GREEN BAY, Wis. – Before the NFL Draft, Michigan defensive lineman Carlo Kemp said he could envision himself playing a role similar to the one his former Wolverines teammate, Rashan Gary, plays with the Green Bay Packers.
He’ll do more than that. Now, he’ll be teammates with Gary after signing with the Green Bay Packers as an undrafted free agent.
“At the NFL level, I could see myself going back and forth like I did here at Michigan,” Kemp told MLive before the draft. “Being able to put my hand in the dirt and possibly even standing up, I think, really helps myself going to that next level where you definitely have to be a versatile guy.”
The top-ranked recruit in Colorado as a linebacker at Fairview High School in Boulder, Kemp started 29 games up and down Michigan’s defensive line. He earned some all-conference honors as a junior and was a four-time member of the Big Ten’s all-academic team. He recorded 4.5 sacks for his career.
With a pick-six and four tackles, he was the defensive MVP of the Hula Bowl all-star game. At pro day, he measured 6-foot-2 1/2 and 281 pounds. He ran his 40 in 5.06 seconds and put up 27 reps on the 225-pound bench press.
Football is in his DNA. He is a nephew of NFL coaches Chuck and John Pagano and the son of Jennifer Pagano. His high school coach was Tom McCartney, a son of legendary Colorado coach Bill McCartney. His agent is another of McCartney’s sons, Mike.
“Both my uncles have been so influential,” Kemp told the school athletic site. “They played high school football and college football, and now they coach in the NFL. I ask them what they're looking for in players and what they see in their players. They're both with perennial (Pro Bowl) players. One of them has Khalil Mack (on the Bears) and the other has J.J. Watt (on the Texans). So, I ask them about those guys and how they work and what they do to help them be a little better.”

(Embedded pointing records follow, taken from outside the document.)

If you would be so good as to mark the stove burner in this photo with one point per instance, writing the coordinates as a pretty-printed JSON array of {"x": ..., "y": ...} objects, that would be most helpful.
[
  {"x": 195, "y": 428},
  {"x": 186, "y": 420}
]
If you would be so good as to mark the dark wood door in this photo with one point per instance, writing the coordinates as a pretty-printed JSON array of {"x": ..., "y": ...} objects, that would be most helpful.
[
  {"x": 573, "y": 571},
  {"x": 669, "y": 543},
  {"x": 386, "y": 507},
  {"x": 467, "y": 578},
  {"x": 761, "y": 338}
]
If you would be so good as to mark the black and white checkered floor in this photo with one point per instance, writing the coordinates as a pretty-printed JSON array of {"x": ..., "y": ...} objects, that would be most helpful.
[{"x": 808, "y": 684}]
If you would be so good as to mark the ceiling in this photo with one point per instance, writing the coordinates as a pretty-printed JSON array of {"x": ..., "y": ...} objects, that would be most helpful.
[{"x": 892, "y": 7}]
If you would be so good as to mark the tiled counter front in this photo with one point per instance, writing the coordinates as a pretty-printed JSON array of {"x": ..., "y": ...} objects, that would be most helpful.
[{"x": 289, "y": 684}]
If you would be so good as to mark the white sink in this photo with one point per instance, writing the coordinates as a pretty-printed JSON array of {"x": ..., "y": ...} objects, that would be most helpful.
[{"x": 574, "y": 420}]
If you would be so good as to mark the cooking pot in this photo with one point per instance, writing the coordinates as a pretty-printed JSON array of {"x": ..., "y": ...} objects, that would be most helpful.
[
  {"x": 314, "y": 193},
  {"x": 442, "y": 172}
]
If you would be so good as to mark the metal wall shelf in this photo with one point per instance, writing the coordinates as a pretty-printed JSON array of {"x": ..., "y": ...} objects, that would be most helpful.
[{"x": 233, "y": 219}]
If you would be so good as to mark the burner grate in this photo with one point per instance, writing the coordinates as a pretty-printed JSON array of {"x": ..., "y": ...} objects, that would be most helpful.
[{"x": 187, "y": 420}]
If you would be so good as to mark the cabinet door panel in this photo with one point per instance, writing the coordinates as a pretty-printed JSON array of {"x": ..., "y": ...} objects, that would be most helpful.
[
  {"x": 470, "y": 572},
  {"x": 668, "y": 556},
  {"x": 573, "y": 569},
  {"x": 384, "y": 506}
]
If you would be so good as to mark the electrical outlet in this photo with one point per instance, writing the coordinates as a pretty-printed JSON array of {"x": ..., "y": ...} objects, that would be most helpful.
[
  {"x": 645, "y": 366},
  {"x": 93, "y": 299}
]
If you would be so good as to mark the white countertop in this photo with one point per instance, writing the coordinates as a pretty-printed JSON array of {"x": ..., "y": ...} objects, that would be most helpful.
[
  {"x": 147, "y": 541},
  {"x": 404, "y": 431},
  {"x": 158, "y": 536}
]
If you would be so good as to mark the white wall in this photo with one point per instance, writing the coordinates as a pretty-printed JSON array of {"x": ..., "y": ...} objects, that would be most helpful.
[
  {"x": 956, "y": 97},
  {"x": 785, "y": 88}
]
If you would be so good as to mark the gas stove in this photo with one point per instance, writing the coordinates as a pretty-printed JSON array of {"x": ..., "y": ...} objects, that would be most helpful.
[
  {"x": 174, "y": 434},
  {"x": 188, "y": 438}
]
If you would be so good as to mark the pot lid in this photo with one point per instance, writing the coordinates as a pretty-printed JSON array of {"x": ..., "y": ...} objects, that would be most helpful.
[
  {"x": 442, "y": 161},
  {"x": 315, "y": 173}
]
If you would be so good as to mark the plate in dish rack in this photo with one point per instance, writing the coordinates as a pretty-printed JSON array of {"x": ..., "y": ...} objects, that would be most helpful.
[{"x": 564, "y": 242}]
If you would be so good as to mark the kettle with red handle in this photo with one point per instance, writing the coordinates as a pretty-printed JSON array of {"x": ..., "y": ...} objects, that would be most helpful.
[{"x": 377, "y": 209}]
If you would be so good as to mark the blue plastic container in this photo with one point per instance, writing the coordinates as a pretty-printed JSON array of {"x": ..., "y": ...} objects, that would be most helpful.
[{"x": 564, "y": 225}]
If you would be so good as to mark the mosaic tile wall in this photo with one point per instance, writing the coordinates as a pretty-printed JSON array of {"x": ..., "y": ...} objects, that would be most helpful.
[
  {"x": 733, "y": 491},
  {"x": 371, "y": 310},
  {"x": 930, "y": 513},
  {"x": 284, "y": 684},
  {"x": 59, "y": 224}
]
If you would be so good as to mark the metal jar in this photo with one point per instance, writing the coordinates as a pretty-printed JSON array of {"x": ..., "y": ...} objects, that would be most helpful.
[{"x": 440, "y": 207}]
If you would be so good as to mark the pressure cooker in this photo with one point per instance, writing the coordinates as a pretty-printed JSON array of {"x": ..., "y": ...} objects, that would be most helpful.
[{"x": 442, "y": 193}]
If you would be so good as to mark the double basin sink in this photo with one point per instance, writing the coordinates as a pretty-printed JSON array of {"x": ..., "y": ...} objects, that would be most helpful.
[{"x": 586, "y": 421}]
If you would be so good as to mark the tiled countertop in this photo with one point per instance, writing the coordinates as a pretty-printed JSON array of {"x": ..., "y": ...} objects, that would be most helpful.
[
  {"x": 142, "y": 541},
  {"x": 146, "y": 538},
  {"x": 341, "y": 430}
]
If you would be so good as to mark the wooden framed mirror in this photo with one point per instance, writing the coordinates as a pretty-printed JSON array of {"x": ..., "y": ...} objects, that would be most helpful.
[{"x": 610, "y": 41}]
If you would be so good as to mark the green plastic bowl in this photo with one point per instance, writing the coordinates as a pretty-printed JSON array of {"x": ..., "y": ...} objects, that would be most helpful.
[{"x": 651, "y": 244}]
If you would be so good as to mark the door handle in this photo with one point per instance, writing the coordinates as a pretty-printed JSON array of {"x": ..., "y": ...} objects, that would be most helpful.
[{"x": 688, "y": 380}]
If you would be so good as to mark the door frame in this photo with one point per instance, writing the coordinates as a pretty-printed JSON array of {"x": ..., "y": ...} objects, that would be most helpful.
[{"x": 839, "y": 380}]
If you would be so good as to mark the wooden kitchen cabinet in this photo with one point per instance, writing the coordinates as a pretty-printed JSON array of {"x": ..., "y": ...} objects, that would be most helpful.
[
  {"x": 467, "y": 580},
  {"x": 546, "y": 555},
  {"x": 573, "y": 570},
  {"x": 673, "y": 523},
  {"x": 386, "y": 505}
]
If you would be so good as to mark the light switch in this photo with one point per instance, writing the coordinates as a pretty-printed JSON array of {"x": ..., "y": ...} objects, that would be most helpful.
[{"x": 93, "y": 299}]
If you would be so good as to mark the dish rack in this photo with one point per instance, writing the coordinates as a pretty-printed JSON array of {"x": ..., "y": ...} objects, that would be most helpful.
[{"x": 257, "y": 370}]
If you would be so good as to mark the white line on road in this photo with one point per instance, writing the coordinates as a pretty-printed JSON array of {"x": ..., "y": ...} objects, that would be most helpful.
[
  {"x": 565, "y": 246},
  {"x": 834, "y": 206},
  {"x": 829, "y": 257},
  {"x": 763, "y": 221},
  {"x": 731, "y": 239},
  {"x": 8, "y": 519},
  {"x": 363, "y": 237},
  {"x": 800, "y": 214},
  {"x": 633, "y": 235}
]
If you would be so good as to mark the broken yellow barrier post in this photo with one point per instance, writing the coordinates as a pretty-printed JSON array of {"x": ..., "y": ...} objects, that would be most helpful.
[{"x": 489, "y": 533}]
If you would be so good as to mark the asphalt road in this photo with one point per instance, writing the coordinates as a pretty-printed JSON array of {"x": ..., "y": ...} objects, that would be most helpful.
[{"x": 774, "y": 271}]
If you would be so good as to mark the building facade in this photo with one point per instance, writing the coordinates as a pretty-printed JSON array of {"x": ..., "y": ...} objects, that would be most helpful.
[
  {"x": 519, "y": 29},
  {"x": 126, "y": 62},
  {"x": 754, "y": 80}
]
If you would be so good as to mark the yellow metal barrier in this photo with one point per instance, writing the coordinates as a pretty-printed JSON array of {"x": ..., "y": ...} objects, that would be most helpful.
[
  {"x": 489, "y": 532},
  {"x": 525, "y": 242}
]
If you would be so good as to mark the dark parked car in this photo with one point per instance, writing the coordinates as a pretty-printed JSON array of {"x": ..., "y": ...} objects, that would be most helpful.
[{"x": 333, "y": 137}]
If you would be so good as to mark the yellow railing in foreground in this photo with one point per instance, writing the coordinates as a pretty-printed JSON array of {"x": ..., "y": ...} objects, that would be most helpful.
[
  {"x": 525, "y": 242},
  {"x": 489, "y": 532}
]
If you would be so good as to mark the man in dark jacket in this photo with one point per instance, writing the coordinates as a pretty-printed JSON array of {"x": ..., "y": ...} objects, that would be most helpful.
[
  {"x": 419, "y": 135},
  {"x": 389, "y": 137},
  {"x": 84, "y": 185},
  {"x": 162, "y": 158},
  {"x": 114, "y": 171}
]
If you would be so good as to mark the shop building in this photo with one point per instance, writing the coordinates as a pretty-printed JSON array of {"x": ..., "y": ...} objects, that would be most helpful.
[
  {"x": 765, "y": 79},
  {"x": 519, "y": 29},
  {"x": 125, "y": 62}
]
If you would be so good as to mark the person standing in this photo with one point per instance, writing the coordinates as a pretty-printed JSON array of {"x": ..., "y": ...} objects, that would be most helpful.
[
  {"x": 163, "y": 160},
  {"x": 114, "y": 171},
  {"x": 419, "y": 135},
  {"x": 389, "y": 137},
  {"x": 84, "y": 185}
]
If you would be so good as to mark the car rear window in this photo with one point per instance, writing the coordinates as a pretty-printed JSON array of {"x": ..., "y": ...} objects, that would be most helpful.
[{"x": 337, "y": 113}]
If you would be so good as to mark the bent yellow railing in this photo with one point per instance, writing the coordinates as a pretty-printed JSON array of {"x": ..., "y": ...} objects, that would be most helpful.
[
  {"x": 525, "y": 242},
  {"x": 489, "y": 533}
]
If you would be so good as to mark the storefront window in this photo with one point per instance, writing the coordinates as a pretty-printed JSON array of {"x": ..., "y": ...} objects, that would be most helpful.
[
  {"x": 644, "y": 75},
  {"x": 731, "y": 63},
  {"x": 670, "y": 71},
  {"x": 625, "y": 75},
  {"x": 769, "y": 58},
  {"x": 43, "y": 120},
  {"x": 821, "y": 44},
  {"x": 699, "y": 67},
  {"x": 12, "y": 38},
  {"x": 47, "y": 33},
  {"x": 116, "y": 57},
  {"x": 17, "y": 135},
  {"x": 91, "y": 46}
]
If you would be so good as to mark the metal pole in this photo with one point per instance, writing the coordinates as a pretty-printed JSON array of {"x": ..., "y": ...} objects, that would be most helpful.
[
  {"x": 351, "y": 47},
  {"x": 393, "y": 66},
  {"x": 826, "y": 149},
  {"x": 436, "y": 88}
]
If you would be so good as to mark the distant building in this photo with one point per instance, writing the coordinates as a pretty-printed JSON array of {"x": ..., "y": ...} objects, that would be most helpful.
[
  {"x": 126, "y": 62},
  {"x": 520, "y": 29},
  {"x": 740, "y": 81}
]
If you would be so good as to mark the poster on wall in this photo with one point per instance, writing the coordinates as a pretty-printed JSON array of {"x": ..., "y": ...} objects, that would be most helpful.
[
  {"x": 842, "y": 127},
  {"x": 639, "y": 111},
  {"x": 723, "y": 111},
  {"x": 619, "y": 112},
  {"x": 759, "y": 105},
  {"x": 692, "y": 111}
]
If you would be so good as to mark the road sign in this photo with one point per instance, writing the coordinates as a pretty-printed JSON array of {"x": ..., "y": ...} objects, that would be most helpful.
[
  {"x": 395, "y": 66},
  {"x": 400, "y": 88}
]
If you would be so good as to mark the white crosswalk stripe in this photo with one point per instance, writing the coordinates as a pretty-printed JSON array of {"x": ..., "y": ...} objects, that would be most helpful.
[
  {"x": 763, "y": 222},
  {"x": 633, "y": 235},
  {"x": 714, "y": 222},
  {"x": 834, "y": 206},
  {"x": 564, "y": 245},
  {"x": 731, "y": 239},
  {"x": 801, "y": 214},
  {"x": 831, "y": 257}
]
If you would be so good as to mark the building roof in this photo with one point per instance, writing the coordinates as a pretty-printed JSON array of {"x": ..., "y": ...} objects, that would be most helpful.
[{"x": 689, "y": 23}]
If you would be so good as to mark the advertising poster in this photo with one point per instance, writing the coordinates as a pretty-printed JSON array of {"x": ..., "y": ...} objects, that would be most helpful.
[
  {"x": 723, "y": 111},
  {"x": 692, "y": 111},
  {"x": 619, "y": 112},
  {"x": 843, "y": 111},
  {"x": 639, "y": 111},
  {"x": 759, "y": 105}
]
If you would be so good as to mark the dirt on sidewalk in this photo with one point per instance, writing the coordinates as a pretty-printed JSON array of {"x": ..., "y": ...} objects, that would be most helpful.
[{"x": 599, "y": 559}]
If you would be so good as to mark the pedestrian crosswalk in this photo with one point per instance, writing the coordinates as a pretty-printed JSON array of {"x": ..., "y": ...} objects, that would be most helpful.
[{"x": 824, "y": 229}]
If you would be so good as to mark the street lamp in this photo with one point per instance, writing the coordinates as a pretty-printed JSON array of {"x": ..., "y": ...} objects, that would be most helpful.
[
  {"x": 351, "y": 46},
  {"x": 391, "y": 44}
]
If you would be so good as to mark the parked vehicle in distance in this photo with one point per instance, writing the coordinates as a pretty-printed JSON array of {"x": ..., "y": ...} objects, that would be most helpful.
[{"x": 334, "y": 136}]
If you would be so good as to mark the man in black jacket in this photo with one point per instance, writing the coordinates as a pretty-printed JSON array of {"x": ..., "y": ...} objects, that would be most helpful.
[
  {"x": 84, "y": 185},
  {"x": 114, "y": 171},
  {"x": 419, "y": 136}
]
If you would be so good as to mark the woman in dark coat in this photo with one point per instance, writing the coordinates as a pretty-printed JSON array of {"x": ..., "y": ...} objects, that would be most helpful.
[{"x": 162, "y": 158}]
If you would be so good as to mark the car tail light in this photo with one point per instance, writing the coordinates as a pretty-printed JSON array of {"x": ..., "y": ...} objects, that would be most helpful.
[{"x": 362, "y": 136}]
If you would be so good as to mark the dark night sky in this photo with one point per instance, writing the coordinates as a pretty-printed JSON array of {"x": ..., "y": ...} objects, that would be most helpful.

Why he’s got a chance with the Packers: Intelligence, motor, versatility and an excellent first step are good starting points. Couple that with playing high-quality competition in the Big Ten and the lack of front-seven depth, he’s got a chance at outside linebacker, where the Packers didn’t draft anybody at a position group with some long-term uncertainty.
Here’s a snippet from his NFL Draft Bible scouting report: A two-year starter for the Wolverines, Kemp was deployed in different roles along Michigan’s odd front. He played anything from shaded nose to five-technique in a front that frequently ran stunts. Kemp times the snap well and has a quick first step, stressing blockers right out of the gate. He can chop the hands of linemen lining up in gaps and even gets skinny through the hole at times. Low pads allow him to win the leverage battle and convert his get-off into leg drive, pushing the pocket. He is active as a pass rusher, creating pressure late due to his effort.